The majority of mononegavirus EVEs identified in our screen were derived from bornaviruses and filoviruses and have been described in previous reports [7, 32, 35, 36, 78]. However, we also identified novel EVEs derived from these groups, as well as previously unreported EVEs derived from paramyxoviruses and chuviruses (Table 3).

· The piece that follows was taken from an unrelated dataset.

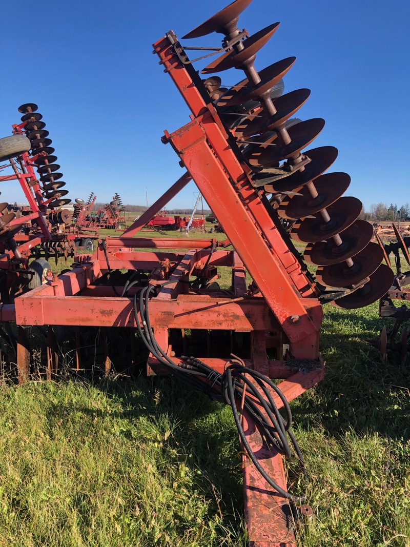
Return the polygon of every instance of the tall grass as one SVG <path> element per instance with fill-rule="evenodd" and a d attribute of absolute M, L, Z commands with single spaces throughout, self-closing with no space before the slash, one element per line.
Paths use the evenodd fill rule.
<path fill-rule="evenodd" d="M 377 304 L 324 311 L 326 377 L 291 403 L 298 544 L 410 547 L 409 365 L 366 342 Z M 3 383 L 0 447 L 2 547 L 246 545 L 230 410 L 172 378 Z"/>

Germline integration of DNA derived from mononegaviruses can occur if, in an infected germline cell, viral mRNA sequences are reverse transcribed and integrated into the nuclear genome by cellular retroelements [79]. EVE loci generated in this way preserve the sequences of individual genes of ancient mononegaviruses, but not entire viral genomes. Among mononegavirus-derived EVEs, regardless of which family, elements derived from the nucleoprotein (NP) and large polymerase (L) genes predominate. However, other genes are also represented, including the glycoprotein (GP) genes of filoviruses, bornaviruses, and chuviruses, the VP30 and VP35 genes of filoviruses, and the hemagglutinin-neuraminidase (HA-NM) gene of paramyxoviruses.

Paramyxovirus-like EVEs were identified in ray-finned fish, amphibians, and sharks (Fig.